Como sabemos, desde o primeiro ano do governo um dos ataques do presidente foi em direção ao tema de gênero, que passou a ser um novo inimigo. No campo internacional, nas votações de resoluções internacionais, o Brasil passou a acompanhar a mesma linha de países ultraconservadores, mudando a sua postura, que era de uma crescente e consistente política de proteção.

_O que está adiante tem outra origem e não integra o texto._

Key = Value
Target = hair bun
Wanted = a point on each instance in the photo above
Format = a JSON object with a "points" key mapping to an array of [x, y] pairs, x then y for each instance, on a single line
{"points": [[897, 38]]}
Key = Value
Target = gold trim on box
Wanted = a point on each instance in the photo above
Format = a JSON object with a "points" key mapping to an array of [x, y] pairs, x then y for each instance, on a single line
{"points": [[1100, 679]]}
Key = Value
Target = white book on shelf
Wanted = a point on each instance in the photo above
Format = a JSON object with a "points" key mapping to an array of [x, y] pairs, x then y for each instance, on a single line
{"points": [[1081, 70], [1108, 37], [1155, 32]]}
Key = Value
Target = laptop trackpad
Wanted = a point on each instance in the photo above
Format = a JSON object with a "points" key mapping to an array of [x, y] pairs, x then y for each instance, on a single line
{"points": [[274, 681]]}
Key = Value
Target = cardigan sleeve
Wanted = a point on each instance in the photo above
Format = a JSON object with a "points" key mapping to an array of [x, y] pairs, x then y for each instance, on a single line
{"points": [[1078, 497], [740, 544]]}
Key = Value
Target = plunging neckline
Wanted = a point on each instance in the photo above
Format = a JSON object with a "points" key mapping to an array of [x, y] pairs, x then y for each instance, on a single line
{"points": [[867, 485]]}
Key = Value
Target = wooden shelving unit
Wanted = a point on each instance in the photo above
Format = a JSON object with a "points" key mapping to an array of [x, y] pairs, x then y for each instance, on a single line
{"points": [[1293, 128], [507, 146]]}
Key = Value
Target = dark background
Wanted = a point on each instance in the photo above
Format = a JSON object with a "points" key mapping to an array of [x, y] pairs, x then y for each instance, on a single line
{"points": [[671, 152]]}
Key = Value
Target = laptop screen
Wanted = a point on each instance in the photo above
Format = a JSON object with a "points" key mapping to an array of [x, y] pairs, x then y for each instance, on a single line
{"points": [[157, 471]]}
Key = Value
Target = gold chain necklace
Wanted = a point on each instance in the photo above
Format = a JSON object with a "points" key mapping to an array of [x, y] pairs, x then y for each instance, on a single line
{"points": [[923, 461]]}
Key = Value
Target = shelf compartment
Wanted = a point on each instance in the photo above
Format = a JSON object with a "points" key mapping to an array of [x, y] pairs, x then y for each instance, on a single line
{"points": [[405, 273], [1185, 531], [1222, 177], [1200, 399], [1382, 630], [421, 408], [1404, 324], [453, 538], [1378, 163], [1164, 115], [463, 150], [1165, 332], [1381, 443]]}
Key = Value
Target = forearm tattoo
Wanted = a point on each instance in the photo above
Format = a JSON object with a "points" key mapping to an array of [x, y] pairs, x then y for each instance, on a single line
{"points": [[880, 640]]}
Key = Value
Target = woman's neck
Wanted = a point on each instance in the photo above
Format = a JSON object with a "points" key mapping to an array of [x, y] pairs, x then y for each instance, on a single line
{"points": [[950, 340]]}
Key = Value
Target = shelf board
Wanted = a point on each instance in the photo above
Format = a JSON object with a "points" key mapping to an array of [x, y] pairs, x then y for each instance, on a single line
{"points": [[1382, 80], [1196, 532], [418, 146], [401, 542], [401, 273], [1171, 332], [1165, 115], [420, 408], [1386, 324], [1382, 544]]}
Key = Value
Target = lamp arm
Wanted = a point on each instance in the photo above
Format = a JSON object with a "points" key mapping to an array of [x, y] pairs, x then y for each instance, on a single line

O jornalista Jamil Chade, em setembro de 2019, informou em seu blog que o Itamaraty vetou o acesso aos documentos que embasariam e justificariam a política externa implementada pelo Estado brasileiro, que instruiu os diplomatas a vetar termos como "igualdade de gênero", "educação sexual" e "direitos reprodutivos" em debates e resoluções da ONU. Entidades da sociedade civil, que buscaram a motivação da decisão, requerendo acesso às instruções enviadas para as missões, foram impedidas de ter acesso aos documentos do Ministério das Relações Exteriores que orientavam essa nova postura. O Itamaraty justificou que tal decisão afetaria as negociações nas quais o Brasil estaria envolvido e ameaçaria a segurança nacional. Interessante que o sigilo foi decretado após o pedido das organizações.

O governo segue categorizando o sigilo, dificultando o monitoramento e a promoção do direito ao acesso à informação, que é o meio para que outros direitos possam ser realizados pelos cidadãos como um direito fundamental. E ainda alega privacidade para impedir o acesso.

No ano de 2020, soubemos também por outro jornalista, Guilherme Amado, que a Secretaria de Comunicação da Presidência decretou sigilo centenário em relação ao nome de servidores que postavam em rede social da pasta. A informação era necessária para detectar a origem de fake news e era possível haver comando de um dos filhos do presidente, que tem mandato político. O artigo 31 da LAI, que garante a privacidade, a intimidade, a honra e a imagem do presidente e de familiares, foi utilizado de forma abusiva para ocultar os fatos.

Neste ano de 2021, veio à tona a informação de colocação em sigilo por cem anos dos dados dos crachás de dois dos filhos do presidente, que exercem mandatos eleitorais (vereador e deputado), e, portanto, pessoas públicas, sob o fundamento de se tratar da intimidade, da vida privada e da honra e imagem dos familiares do presidente.

Em meio à mais grave sanitária, a vacinação do presidente da República também teve sigilo centenário decretado. Só em 2121 é que será possível saber se Bolsonaro tomou a vacina contra a Covid-19, em postura oposta à de outros governantes mundo afora e dentro do Brasil, que fizeram questão de mostrar o momento da vacinação.

E, como disse, essa postura se aninha em todas as esferas. O Exército determinou sigilo de cem anos ao processo que absolveu Eduardo Pazuello, general e ex-ministro da Saúde, que esteve numa manifestação política ao lado do presidente. Impressionante como um processo disciplinar pode ganhar a etiqueta de cem anos de sigilo.

E não nos esqueçamos de outro caso, que ganhou o noticiário: o governo decretou sigilo de cem anos para o procedimento de intervenção do Estado brasileiro referente ao médico Victor Sorrentino, que foi detido no Egito por fazer piadas sexistas para uma mulher.

Esses são apenas alguns exemplos que foram noticiados pela mídia, que mostram como a informação e a publicidade são fundamentais.

Revelam, por outro lado, um crescendo do sigilo, que é o avesso da democracia e dos princípios agasalhados na nossa Constituição.

É preciso que os cidadãos possam olhar integralmente as coisas públicas, o que somente é factível com o pleno exercício do direito de informação sobre os atos de Estado, que permite o verdadeiro controle social.